楽しんでもらえるといいのですが……よろしくお願いします。

―――深く息を吸い込み意識を集中させる。


 小さな歌口に息を乗せると、笛の音が辺りを包んでいった。


 リーシャは笛の音に魔力を乗せ、死者の魂に寄り添い浄化していく。

 かの人々がこの世に生まれたことを尊び、生きてきた人生に敬意を表し、この世での未練に思いを寄せ、音を紡いでいく。

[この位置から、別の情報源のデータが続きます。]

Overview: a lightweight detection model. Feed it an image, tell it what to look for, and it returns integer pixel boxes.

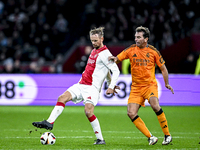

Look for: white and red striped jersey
[79,45,120,91]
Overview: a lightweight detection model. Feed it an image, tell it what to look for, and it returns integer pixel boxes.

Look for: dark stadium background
[0,0,200,74]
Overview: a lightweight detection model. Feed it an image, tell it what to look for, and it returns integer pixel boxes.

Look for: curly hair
[89,27,105,37]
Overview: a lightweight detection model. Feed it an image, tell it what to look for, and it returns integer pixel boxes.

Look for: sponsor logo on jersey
[133,54,137,57]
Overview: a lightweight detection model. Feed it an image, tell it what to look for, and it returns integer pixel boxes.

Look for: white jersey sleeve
[99,50,120,89]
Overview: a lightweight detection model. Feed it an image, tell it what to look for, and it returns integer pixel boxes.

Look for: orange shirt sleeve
[155,52,165,67]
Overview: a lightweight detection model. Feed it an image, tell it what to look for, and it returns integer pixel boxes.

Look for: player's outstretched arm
[160,64,174,94]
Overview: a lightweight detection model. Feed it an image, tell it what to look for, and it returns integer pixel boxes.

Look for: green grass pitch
[0,106,200,150]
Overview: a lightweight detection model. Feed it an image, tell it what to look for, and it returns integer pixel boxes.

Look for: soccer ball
[40,132,56,145]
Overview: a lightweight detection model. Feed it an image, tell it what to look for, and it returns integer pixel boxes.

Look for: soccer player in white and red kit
[32,27,120,144]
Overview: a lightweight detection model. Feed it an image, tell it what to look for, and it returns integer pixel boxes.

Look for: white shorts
[67,83,100,106]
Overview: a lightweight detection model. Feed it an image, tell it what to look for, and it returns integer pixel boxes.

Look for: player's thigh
[128,89,145,106]
[58,91,72,103]
[82,85,100,106]
[143,84,158,103]
[67,83,83,104]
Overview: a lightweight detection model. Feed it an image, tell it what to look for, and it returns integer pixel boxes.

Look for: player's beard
[93,45,100,49]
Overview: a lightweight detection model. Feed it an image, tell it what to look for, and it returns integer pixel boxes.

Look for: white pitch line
[3,136,197,139]
[3,129,200,135]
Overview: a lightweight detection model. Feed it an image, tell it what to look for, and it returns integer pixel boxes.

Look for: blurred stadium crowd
[0,0,200,73]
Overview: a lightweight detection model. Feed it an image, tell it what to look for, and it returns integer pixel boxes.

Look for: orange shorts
[128,84,158,107]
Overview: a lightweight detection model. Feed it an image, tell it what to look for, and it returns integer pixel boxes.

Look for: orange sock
[132,116,151,138]
[156,108,170,135]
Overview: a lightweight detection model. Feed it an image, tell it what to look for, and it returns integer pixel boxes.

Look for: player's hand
[113,85,120,96]
[165,84,174,94]
[108,56,117,63]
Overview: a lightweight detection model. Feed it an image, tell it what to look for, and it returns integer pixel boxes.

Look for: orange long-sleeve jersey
[117,44,165,86]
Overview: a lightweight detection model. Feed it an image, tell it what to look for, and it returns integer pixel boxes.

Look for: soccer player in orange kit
[108,26,174,145]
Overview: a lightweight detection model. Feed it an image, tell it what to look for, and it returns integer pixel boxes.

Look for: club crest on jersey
[88,58,95,64]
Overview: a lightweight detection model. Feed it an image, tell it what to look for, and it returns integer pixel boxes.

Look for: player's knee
[127,111,137,119]
[85,108,93,118]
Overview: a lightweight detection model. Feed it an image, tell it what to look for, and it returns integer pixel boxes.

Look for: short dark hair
[135,26,150,40]
[90,27,104,38]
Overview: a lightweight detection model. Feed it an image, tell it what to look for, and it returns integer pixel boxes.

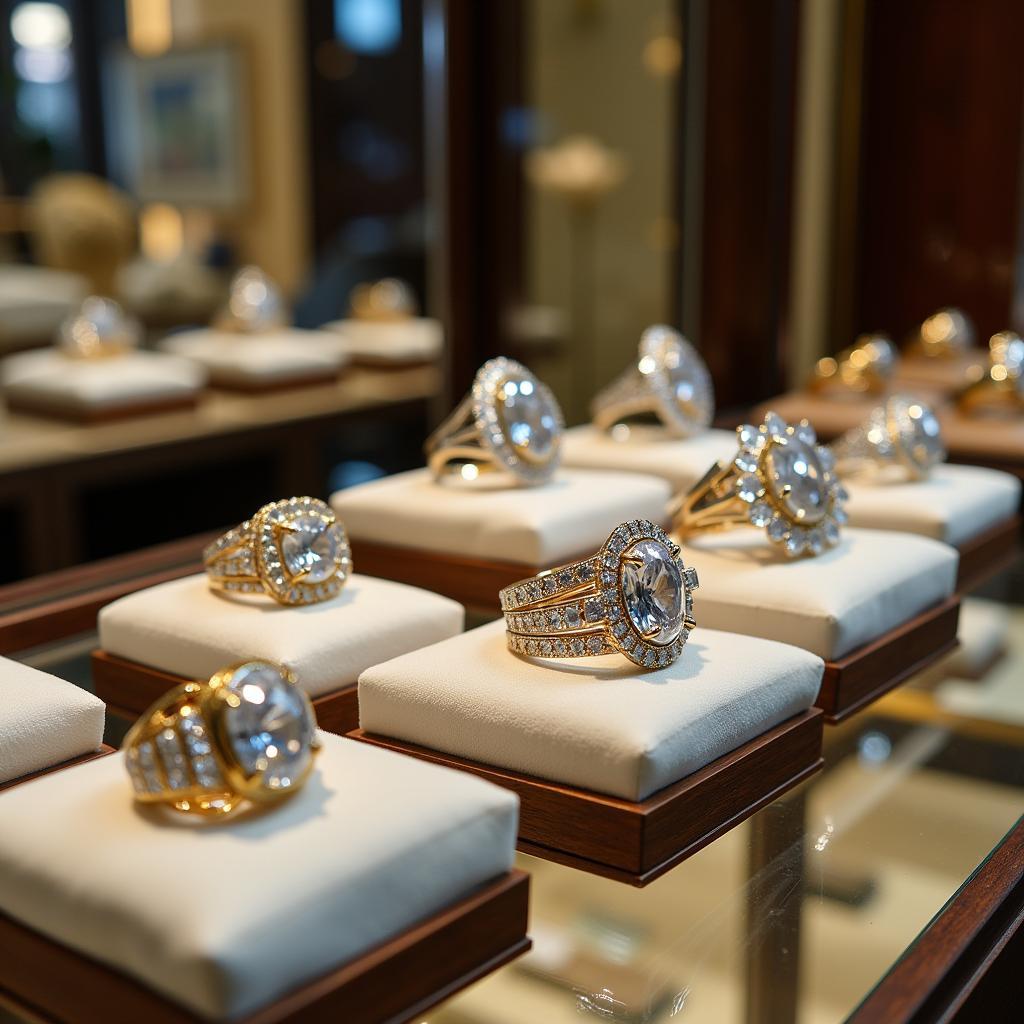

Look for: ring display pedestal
[0,736,529,1024]
[349,623,822,886]
[92,573,464,733]
[331,469,670,610]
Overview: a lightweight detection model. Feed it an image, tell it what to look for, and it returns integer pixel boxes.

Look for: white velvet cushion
[331,469,669,566]
[99,573,465,697]
[683,526,959,660]
[0,657,104,782]
[3,348,206,411]
[0,734,517,1017]
[160,328,348,386]
[359,622,824,800]
[844,465,1021,546]
[562,424,736,493]
[324,316,444,364]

 残された人々が抱えてきた、それぞれに大切な人への思いを自身が受け止められるようにとの願いを込めて。


 死者の魂を鎮める音楽うたを……

 残された人々の心を癒す音楽うたを……


 人々の目から涙がこぼれ出す。

 亡き人に馳せる思いが溢れてくるのがリーシャの元へと伝わってくる。

 亡き人々、残された人たちの思いが絡まり、混沌としていた波動がほどかれていくのを感じる。


―――もう涙をこらえる必要はないのだから。


 今は泣いてほしい。

 あなた方の胸に楔のように刺さったままの感情。

 どうか涙と共に外へと出して。

 元に戻ることは叶わないけれど。

 どうか、どうか……自分を取り戻してほしい。


 願いを込めながら、リーシャは笛を奏で続ける。


 皆が歓喜の声もなく涙を流す光景は、この慶事の場に相応しいものではなかった。しかし、そこには悲しみを受け止め、ようやく前を向こうとする人々の姿があったのだった。


今日、もう一話投稿します。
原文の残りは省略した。